Bringing in Towns As Geography (Geodetic) -- Continued
In the first part we covered bringing in Mass Towns data as Planar geometry, but were stuck because
we need to transform the data to a degree based projection (in particular one listed in sys.spatial_reference_systems) to use the Geography data type,
but SQL Server 2008 has no mechanism to transform that data.
Now we shall demonstrate how to transform and import the data in a supported spatial reference system.
Transforming ESRI Shape from State Plane to WGS 84 long lat
As mentioned before SQL Server 2008 has no mechanism for doing spatial transformations, so what to do?
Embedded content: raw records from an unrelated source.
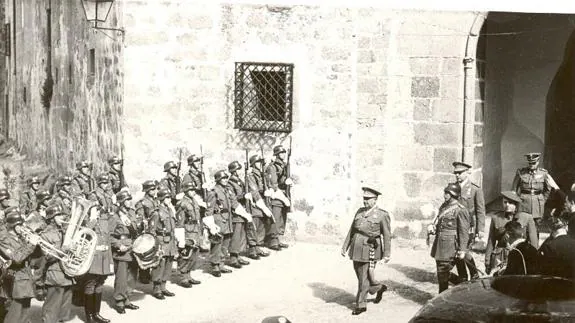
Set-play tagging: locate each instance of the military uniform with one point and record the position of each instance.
(162, 226)
(452, 233)
(124, 231)
(58, 302)
(368, 241)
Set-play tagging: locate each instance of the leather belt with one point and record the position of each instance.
(532, 192)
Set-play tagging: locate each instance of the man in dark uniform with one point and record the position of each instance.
(116, 174)
(238, 241)
(19, 282)
(366, 247)
(124, 230)
(262, 215)
(162, 226)
(58, 303)
(188, 233)
(171, 181)
(83, 182)
(472, 198)
(221, 206)
(451, 234)
(279, 182)
(533, 185)
(28, 198)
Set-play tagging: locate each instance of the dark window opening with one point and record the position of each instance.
(263, 97)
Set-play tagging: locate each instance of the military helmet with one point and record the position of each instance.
(115, 160)
(149, 185)
(4, 194)
(187, 186)
(54, 210)
(123, 196)
(255, 158)
(163, 193)
(169, 165)
(453, 189)
(103, 178)
(13, 215)
(219, 175)
(278, 150)
(234, 166)
(42, 196)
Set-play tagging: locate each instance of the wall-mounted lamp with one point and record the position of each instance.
(97, 11)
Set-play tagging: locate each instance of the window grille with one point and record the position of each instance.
(263, 96)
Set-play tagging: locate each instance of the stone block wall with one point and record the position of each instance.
(81, 120)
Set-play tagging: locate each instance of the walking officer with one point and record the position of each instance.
(28, 198)
(188, 232)
(262, 215)
(279, 182)
(533, 185)
(368, 241)
(451, 228)
(116, 174)
(124, 231)
(162, 226)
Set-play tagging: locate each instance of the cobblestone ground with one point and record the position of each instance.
(306, 283)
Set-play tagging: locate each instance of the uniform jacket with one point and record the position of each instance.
(537, 181)
(367, 230)
(529, 227)
(104, 199)
(451, 231)
(237, 188)
(54, 274)
(19, 282)
(123, 233)
(256, 189)
(276, 177)
(145, 210)
(557, 257)
(117, 179)
(221, 202)
(495, 245)
(28, 201)
(472, 198)
(83, 184)
(188, 217)
(103, 254)
(162, 226)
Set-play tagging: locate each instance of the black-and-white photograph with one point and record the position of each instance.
(191, 161)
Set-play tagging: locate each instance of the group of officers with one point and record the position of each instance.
(512, 238)
(237, 217)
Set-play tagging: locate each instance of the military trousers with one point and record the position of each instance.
(58, 304)
(18, 311)
(238, 239)
(123, 278)
(218, 249)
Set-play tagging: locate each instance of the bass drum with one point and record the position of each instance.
(147, 251)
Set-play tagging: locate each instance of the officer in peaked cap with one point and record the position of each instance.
(368, 241)
(472, 198)
(534, 185)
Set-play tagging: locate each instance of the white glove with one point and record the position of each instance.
(262, 206)
(243, 213)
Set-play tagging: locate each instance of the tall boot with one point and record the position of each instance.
(97, 302)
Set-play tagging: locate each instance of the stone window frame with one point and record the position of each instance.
(259, 101)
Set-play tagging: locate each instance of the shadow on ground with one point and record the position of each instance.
(416, 274)
(330, 294)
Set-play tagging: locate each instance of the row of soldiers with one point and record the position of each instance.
(235, 217)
Using OGR to Transform the data
OGR/GDAL is a free Open Source GIS toolkit that is very useful for data loading and doing spatial transformations among other things.
Its probably the easiest to use of all the tools.
- Install it as described in our OGR2OGR Cheatsheet
- Launch the FWTools Shell from Start->All Programs->FW Tools 2..->FW Tools Shell
- CD into the directory you downloaded your data in my case
cd C:\data\gisdata
- Type the following. The below will take an ESRI shape file called TOWNSSURVEY_POLY.shp that is
of Massachusetts State Plane Meters (EPSG:26986) and transforms it to WGS 84 long lat (EPSG:4326)
ogr2ogr -f "ESRI Shapefile" -a_srs "EPSG:26986" -t_srs "EPSG:4326" towns_geodetic.shp TOWNSSURVEY_POLY.shp
- Now launch Shape2SQL.exe repeat our import step except choose the new towns_geodetic.shp, but choose Geography instead and SRID 4326. Your screen should look:
Doing Queries with Geography (Geodetic)
Now we have our data imported, Launch SQLSpatial.exe as we did before and run these queries
The below fails because Geography does not support Centroid
- get error STCentroid for type STGeography not found.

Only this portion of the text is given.